Questo processo, se non gestito con cura, può generare incomprensioni e conflitti tra fratelli e familiari.

Gli aspetti giuridici: donazioni in vita e successione anticipata

Le donazioni in vita

Il Codice Civile (artt. 769–809) disciplina le donazioni: atti con cui una persona trasferisce gratuitamente un bene a un'altra. Le donazioni fatte in vita dal futuro defunto ai propri figli o eredi sono soggette a una regola importante: la collazione (art. 737 c.c.).

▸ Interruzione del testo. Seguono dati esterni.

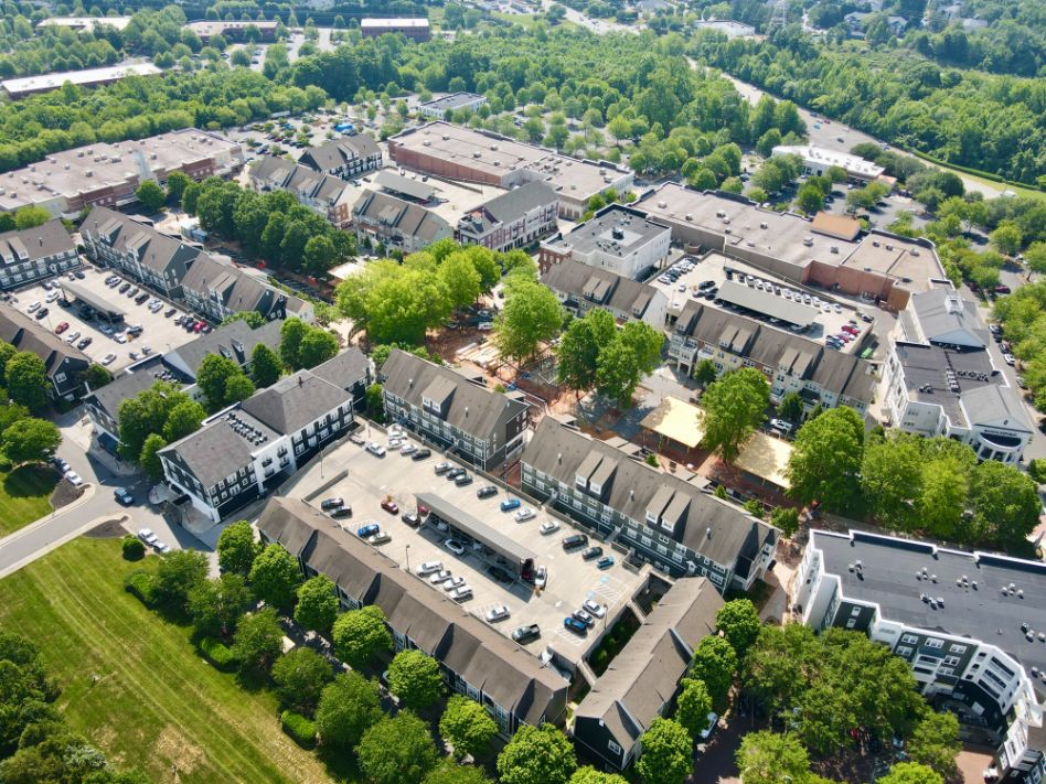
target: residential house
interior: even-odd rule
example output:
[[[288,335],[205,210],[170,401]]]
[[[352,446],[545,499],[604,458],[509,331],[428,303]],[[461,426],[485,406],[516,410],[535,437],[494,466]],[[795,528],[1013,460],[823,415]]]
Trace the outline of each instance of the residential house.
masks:
[[[705,578],[677,580],[574,710],[575,742],[618,771],[636,762],[642,734],[673,707],[697,644],[716,633],[723,604]]]
[[[529,182],[466,213],[455,239],[494,251],[526,247],[556,230],[558,203],[548,185]]]
[[[773,559],[776,528],[553,417],[520,462],[525,492],[672,577],[747,590]]]
[[[573,259],[552,265],[541,282],[577,318],[602,308],[618,323],[644,321],[655,330],[664,329],[669,300],[657,287]]]
[[[161,234],[149,221],[108,207],[94,207],[84,218],[79,234],[93,261],[115,267],[168,299],[181,298],[181,282],[203,253]]]
[[[433,243],[453,236],[450,224],[418,204],[364,191],[352,207],[352,226],[360,241],[413,254]]]
[[[394,350],[378,373],[385,416],[483,470],[523,448],[530,407],[449,367]]]
[[[356,133],[308,148],[301,153],[298,164],[339,180],[351,180],[381,169],[382,151],[373,137]]]
[[[775,399],[794,391],[807,408],[850,406],[863,415],[875,394],[867,361],[693,300],[669,336],[669,358],[687,374],[703,359],[711,359],[719,375],[755,367],[767,377]]]
[[[13,289],[79,267],[61,221],[0,234],[0,289]]]
[[[8,304],[0,304],[0,341],[43,359],[49,397],[54,400],[79,397],[81,375],[90,366],[90,359],[76,346],[66,344],[39,321]]]
[[[218,523],[275,491],[354,421],[351,394],[299,370],[158,454],[167,484]]]
[[[1046,775],[1046,565],[864,531],[811,530],[793,611],[864,632],[911,666],[919,691],[999,742],[996,781]],[[956,709],[961,704],[964,709]]]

In pratica, al momento della successione, ciascun erede che ha ricevuto donazioni in vita deve "conferire" (sommare) il valore di quanto ricevuto alla propria quota ereditaria. Questo per garantire che la divisione finale rispetti le quote di legittima di tutti gli eredi legittimari.

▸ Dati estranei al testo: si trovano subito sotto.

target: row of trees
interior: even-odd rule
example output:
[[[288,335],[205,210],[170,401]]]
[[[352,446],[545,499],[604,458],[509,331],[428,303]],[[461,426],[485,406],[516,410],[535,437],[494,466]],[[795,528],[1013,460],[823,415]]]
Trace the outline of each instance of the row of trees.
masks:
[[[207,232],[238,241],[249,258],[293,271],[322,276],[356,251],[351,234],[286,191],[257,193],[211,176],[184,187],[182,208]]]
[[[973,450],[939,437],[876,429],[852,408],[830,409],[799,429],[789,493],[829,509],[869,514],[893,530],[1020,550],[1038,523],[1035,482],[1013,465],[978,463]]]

Implicazioni fiscali delle donazioni

Le donazioni di beni mobili sono soggette all'imposta sulle donazioni, che segue le stesse aliquote e franchigie dell'imposta di successione:

  • Coniuge e figli: franchigia di €1.000.000 per ciascun beneficiario, poi aliquota del 4%
  • Fratelli e sorelle: franchigia di €100.000, poi aliquota del 6%
  • Altri parenti fino al 4° grado: aliquota del 6% senza franchigia
  • Altri soggetti: aliquota dell'8% senza franchigia

Per i beni mobili di valore modesto e per i beni che esulano da questi importi, le donazioni informali (consegna diretta) sono in pratica molto comuni, ma è sempre consigliabile documentarle per evitare future contestazioni.

Come organizzare il trasferimento passo dopo passo

Step 1: Coinvolgere l'anziano nella decisione

Se la persona anziana è ancora in grado di partecipare alle decisioni, è fondamentale coinvolgerla attivamente. Chi meglio di lei sa il significato di ogni oggetto? Ascoltare le sue volontà — anche quelle informali, come "questo orologio voglio che vada a tuo fratello" — è un atto di rispetto e può prevenire futuri conflitti.

Step 2: Creare un inventario condiviso con la famiglia

Usate Racine per fotografare e catalogare tutti gli oggetti presenti nella casa. Questo inventario può essere condiviso con tutti i figli e familiari, anche quelli che non possono essere presenti fisicamente. Ogni membro della famiglia può vedere cosa c'è e indicare cosa desidera conservare.

Step 3: Decidere cosa portare nella nuova residenza

Le RSA hanno spazi limitati. Di solito è possibile portare:

  • Qualche fotografia incorniciata
  • Piccoli oggetti personali (sveglia, portafoglio, gioielli preferiti)
  • Capi di abbigliamento
  • Qualche libro o rivista

Tutto il resto deve trovare una destinazione diversa.

Step 4: Distribuire i beni ai familiari

Con l'inventario digitale di Racine, ciascun familiare può indicare gli oggetti che desidera ricevere. Il sistema di preferenze anonime evita discussioni dirette e rende il processo più equo. Gli oggetti desiderati da più persone vengono messi in evidenza per una negoziazione mirata.

Step 5: Vendere o donare il resto

Per gli oggetti che nessuno desidera, le opzioni sono:

  • Mercatino dell'usato (online o fisico)
  • Donazione a enti di beneficenza o associazioni locali
  • Servizi di svuotamento appartamenti: aziende che ritirano tutto e gestiscono la rivendita
  • Banca del tempo o gruppi di quartiere: spesso ci sono vicini o conoscenti interessati

Step 6: Gestire i documenti e le formalità

Verificate che tutti i documenti importanti dell'anziano siano raccolti e in luogo sicuro:

  • Documenti di identità e codice fiscale
  • Documentazione medica e sanitaria
  • Polizze assicurative
  • Documenti di proprietà immobiliare e finanziaria
  • Testamento (se esistente)

Il ruolo del testamento in questa fase

Se l'anziano non ha ancora redatto un testamento, il trasferimento in casa di cura può essere un buon momento per farlo, mentre è ancora pienamente capace di intendere e di volere. Un testamento pubblico redatto davanti al notaio garantisce la massima certezza giuridica e riduce il rischio di future impugnazioni.

Il testamento permette di formalizzare le volontà espresse verbalmente durante il processo di distribuzione dei beni, dando loro valore giuridico.

Il trasferimento in casa di cura, pur nella sua difficoltà, può diventare un momento di riavvicinamento familiare e di condivisione di memorie. Con gli strumenti giusti e un approccio rispettoso, è possibile affrontarlo con serenità.